La visite, cette semaine, du roi Salman Bin Abdel-Aziz d’Arabie saoudite en Russie, la première d’un monarque saoudien dans ce pays, marque un tournant historique dans les relations entre le Royaume wahhabite et le Kremlin. En effet, les relations entre la Russie et l’Arabie saoudite n’ont jamais atteint des sommets. Riyad, qui est un allié de poids des Américains dans la région du Proche-Orient, n’entretenait pas de relations diplomatiques avec l’Union soviétique. Et les relations avec la Russie n’ont été rétablies qu’en 1991 après l’effondrement de l’ex-URSS. Comment expliquer donc ce rapprochement ?

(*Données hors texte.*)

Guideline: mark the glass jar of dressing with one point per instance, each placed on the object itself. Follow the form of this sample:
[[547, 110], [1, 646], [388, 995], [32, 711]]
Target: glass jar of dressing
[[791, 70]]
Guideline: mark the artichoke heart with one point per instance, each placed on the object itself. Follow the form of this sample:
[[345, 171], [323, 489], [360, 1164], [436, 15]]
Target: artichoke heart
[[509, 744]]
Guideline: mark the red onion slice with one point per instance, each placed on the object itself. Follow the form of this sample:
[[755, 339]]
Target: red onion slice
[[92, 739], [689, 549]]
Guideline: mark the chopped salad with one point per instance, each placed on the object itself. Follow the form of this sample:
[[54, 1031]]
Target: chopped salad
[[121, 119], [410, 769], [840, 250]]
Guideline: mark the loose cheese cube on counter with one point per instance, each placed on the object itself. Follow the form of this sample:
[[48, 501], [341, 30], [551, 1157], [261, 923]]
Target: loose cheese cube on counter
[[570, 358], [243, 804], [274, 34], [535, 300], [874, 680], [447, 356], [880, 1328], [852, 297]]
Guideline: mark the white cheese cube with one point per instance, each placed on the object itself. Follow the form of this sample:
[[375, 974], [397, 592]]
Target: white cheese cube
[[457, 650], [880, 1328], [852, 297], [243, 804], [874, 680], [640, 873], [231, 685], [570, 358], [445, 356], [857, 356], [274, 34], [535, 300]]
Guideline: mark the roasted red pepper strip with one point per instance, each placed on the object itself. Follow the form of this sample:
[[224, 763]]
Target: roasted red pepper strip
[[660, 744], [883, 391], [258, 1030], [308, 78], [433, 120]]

D’abord, le dossier énergétique. Riyad et Moscou sont parmi les plus gros producteurs de brut dans le monde. Depuis 2014, les deux pays sont frappés par la baisse des prix du brut. Pour freiner les prix et empêcher leur chute, ils n’ont d’autre choix que de coopérer. Déjà, l’année dernière, Moscou et Riyad s’étaient accordés à réduire (en accord avec l’Opep) leur production de pétrole de 1,8 million de barils par jour, dans une tentative de stopper la chute des cours. Mais pour faire face aux défis énergétiques, une coopération plus étroite entre les deux grands producteurs était indispensable. Les difficultés économiques auxquelles est confrontée la Russie, partiellement dues aux sanctions occidentales, ont contraint Moscou à chercher de nouveaux investissements étrangers. Et c’est dans ce contexte qu’un rapprochement a été amorcé avec Riyad dès juin 2015. L’Arabie saoudite a déclaré être disposée à investir 10 milliards de dollars dans l’économie russe. Réciproquement, le Royaume wahhabite, qui cherche à diversifier son économie, est intéressé par les technologies nucléaires russes et les projets économiques et d’infrastructures conjoints. Le ministre russe de l’Energie, Alexandre Novak, a indiqué à l’agence officielle russe TASS que Riyad allait « allouer un milliard de dollars pour des projets énergétiques » communs avec la Russie. D’autres investissements devraient suivre. La visite du monarque saoudien intervient à un mois d’une nouvelle réunion de l’Organisation des Pays Exportateurs de Pétrole (OPEP) dont l’Arabie saoudite est le chef de file. Et il est question de reconduire l’accord de l’année dernière sur la réduction de la production.
Outre les dossiers économiques, des facteurs politiques ont contribué à ce rapprochement entre Moscou et Riyad. La visite du roi Salman en Russie est une reconnaissance du rôle moteur joué par ce pays dans la région. Riyad est exaspéré par l’attitude des Américains dans le dossier nucléaire iranien, et la position incertaine de l’Administration Trump. Si Moscou et Riyad adoptent des positions diamétralement opposées sur la crise syrienne, et si la proximité entre l’Iran et la Russie est un facteur d’irritation pour l’Arabie saoudite, le développement des relations entre les deux pays permettra sans doute à Riyad de faire pression sur Moscou afin de l’inciter à juguler l’influence iranienne dans la région.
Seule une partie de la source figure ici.